Satellite Microwave 1. Adalah jenis dari microwave yang menggunakan satellite untuk mengirimkan sinyal 2. transmitter atau parabola. Satellite microwave mengirimkan sinyal secara menyeluruh ke setiap transmitter. Aplikasi gelombang Mikro Pemanasan Microwave oven menggunakan gelombang mikro dalam band frekuensi ISM sekitar 2.45 GHz. Food processing hanyalah salah satu contoh saja yang sederhana. Gelombang mikro juga dimanfaatkan untuk pemanasan material dalam bidang industri. Pemanasan dengan gelombang mikro mempunyai kelebihan yaitu pemanasan lebih merata karena bukan mentransfer panas dari luar tetapi membangkitkan panas dari dalam bahan tersebut. Pemanasannya juga dapat bersifat selektif artinya tergantung dari dielektrik properties bahan. Hal ini akan menghemat energi untuk pemanasan. Misalkan dipakai untuk pemanasan bahan untuk body mobil maka chamber untuk pemanasan tidak akan panas tapi body mobil akan panas sesuai dengan yang kita inginkan. SIstem autoclave yang konvensional sangat boros

energi karena chambernya ikut panas sehingga perlu proses pendinginan yang memakan energi juga. Dengan sifat selecting heating tersebut teknik pemanasan gelombang mikro juga dipakai untuk terapy kanker yang sering disebut dengan hyperthermia. Penngaturan daya dan perangcangan antena merupakan hal yang utama dari terapi ini. Fokus pemanasan pada volume sel kanker dapat dioptimasi ari perancangan antenna dan pengaturan daya serta jarak antena dengan sel kanker tersebut. Telekomunikasi Bagi yang senang memanfaatkan fasilitas hotspot tentunya tidak asing dengan WiFi yang menggunakan band frekuensi ISM. Begitu juga yang gemar menggunakan bluetooth untuk transfer file antara handphone atau handphone dnegan komputer. Operator telekomunikasi juga memanfaatkan gelombang mikro untuk komunikasi antara BTS ataupun antara BTS dengan pelanggannya. di Eropa khususnya di Jerman sudah jarang terlihat penggunaan gelombang mikro untuk komunikasi dengan metode WDM antara BTS dengan BSC. Jaringan backbone komunikasi sudah memakai jarinagn fiber optis. Untuk komunikasi ke end user pada sistem selular tetap menggunakan gelombang mikro. Untuk di indonesia pada tower2 operator telekomunikasi sangat sering kita jumpai antena directional untuk komunikasi antara BTS . Untuk komunikasi ke end user operator GSM di indonesia memakai frekuensi di sekitar 800 MHz, 900MHz dan 1800MHz. radar dan navigasi Radar juga memakai gelombang mikro untuk mendeteksi suatu object.
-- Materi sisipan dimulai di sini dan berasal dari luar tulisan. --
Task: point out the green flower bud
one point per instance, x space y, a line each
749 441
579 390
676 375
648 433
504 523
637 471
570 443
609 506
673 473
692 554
Sesuai dengan namanya radio detection and ranging, radar memanfaatkan pantulan gelombang dari object tersebut untuk pendeteksian. meskipun sinyal sangat lemah tetapi dapat dikuatkan kembali sehingga object bisa terdeteksi. Radar biasa dipergunakan untuk mendeteksi benda bergerak. Pantulan tersebut berasal dari polarisasi horizontal, vertical maupun circular. Waktu antar transmit dan receive itu yang dipergunakan untuk mengitung jarak objek tersebut. pada sistem radar, pengolahan sinyal memainkan peranan yang penting untuk mengurangi interferens. Radar memancarkan dan menerima sinyal pantulan secara bergantian dengan sistem switch.Begitu juga dengan sistem GPS. GPS mempunyai prinsip yang mirip dengan radar. setiap satelit secara periodis mengirimkan pesan yang isinya adalah waktu pengiriman pesan dan informasi orbit satelit. receiver GPS akan menghitung jarak receiver dengan setiap satelit yang mengirimkan pesan2 tersebut. Dengan membandingkan jarak antara beberapa satelit ini dapat ditentukan letak gps receiver tersebut.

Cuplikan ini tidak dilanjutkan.